At the beginning, there was a great sense of energy, despite the small-mindedness of the automated, burger-eating pen-pushers at Rough Trade. Where this energy was coming from, I couldn't say, for my mind was fizzing with the creativity of a Keats or an Auden who had been caged for too long. The band didn't appreciate my tortured physicality that brought them hit after hit. They just enjoyed the trivialities of the repetitive life on the road while I endured the barbs and arrows of the intellectual pygmies of the music press. I was the meat being murdered.
I woke up one morning to discover that the Smiths were finished. To this day, I still can't say how that happened. Though Johnny Marr stuffing my silly gladioli up my arse may have had something to do with it. For the last 25 years and 25 nights have I roamed the deserts of London and LA doing my best to appear enigmatic and then complaining that no one understands me. David Bowie called. But who is he really? Johnny Depp turned his back. Just a parody of Paradis.

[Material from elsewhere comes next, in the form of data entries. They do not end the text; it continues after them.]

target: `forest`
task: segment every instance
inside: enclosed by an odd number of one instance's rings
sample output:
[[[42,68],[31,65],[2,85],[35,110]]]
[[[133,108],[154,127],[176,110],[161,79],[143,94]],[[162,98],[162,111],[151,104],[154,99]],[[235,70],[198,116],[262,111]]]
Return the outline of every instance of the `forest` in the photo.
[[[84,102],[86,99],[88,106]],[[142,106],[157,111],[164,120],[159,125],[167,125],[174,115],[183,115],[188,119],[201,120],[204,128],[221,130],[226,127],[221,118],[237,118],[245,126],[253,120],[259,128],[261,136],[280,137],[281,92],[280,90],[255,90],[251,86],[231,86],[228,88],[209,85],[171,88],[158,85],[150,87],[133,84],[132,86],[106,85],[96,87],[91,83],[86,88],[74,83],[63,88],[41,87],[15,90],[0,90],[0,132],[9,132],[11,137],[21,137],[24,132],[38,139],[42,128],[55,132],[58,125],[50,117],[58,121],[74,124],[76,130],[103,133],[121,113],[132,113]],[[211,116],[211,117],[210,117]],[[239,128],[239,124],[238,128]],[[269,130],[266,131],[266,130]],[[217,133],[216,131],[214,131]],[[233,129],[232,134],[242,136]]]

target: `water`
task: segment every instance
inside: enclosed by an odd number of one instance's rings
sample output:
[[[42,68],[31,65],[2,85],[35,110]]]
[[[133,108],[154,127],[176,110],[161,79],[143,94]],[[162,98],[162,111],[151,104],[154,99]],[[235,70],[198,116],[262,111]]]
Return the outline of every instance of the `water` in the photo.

The nails went in hard. One by one. Whip me, beat me. A lawyer asked for £200,000. I paid without a backward look. Record companies robbed me, musicians who would have been nothing without me damned me, Julie Burchill tried to devour me. Friends died. And then they died again. And again. Still the audiences flocked to me in Stockholm, Rome, Stockholm and Stockholm. My message endured the cross and the very cross. And so it came to pass that the more you ignored me, the closer I got to my narcissistic heaven.